“Voi siete il sale della terra… voi siete la luce del mondo”. Ignoriamo il contesto preciso in cui Gesù rivolge queste parole. Forse volevano esprimere la perdita di significato del giudaismo, rivolte ai capi dei giudei, intendevano sottolineare la loro grave responsabilità di custodi infedeli della parola del Signore. Il linguaggio è comunque quello sapienziale e le due immagini servono a manifestare la ricaduta concreta della fede che è feconda o non è ed è pure una luce per tutti oppure non serve a niente. Se la fede dei cristiani dunque non rende saporita l’esistenza del mondo e lo lascia al buio è del tutto inutile. Al punto da meritare la condanna ultima, laddove Matteo in termini allusivi parla del sale insipido che “lo si getta via ed è calpestato dalla gente”.
Tale era la situazione della chiesa ai tempi di S. Domenico, che venne definito non a caso “lumen Ecclesiae”. La comunità cristiana, infatti, era diventata insipida e del tutto irrilevante perché non annunciava più il Vangelo, troppo presa soltanto da sé stessa. Domenico che era soltanto un canonico piuttosto stanziale si fece coinvolgere in un viaggio fin verso la Danimarca e da lì inizio il suo itinerario verso le strade della evangelizzazione dell’Europa. Domenico era “tenero come una madre, duro come un diamante”, ma soprattutto è stato un “atleta di Dio” come lo definisce Dante Alighieri (Paradiso XII, 54) perché ha saputo accorgersi dei segni dei tempi, ma senza limitarsi a prendere atto dell’ineluttabile o delle mode, ma per essere segno di contraddizione per il proprio tempo.
Domenico ha dato origine ad una grande famiglia composta dai frati, dalle monache, dalle suore e dai laici, cui ha lasciato questo programma di vita, secondo le parole del baeato Giordano di Sassonia che fu il suo successore alla guida dell’Ordine: “Vivere onestamente, imparare ed insegnare”. Sono le tre indicazioni che lascia anche a noi per essere sale e luce: vivere onestamente cioè non vivere e non vegetare, senza alcuna consapevolezza del nostro andare. Poi imparare perché c’è sempre da conoscere e non si è mai abbastanza conoscitori della verità. E, infine, in-segnare che vuol dire trasmettere ad altri quei “segni” che danno ad intendere la vita e il suo mistero. Domenico canonizzato a Rieti il 13 luglio 1234 è stato un cristiano con sapore e una luce per tanti.

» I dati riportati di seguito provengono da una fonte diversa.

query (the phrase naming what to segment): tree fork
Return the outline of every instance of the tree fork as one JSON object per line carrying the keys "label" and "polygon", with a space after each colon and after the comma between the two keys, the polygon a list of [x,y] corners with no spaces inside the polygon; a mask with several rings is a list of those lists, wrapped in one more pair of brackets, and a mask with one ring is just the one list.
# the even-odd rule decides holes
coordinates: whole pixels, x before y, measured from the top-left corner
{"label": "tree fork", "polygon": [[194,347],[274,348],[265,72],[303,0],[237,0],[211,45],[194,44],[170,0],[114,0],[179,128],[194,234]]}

In lui “nessuno sfoggio di pietà bizzarra, ma semplice umanità” (S. Tugwell) e questo grazie ad una fede piena e traboccante di carità, sbocciata e fiorita dalla semplice presa di coscienza che Dio ci ha amati per primo e per questo ha dato a noi la possibilità di amare realmente nella verità: Dio, noi stessi, il prossimo e rispettare tutto quanto è stato creato da Dio per amore (1 Gv 4,19).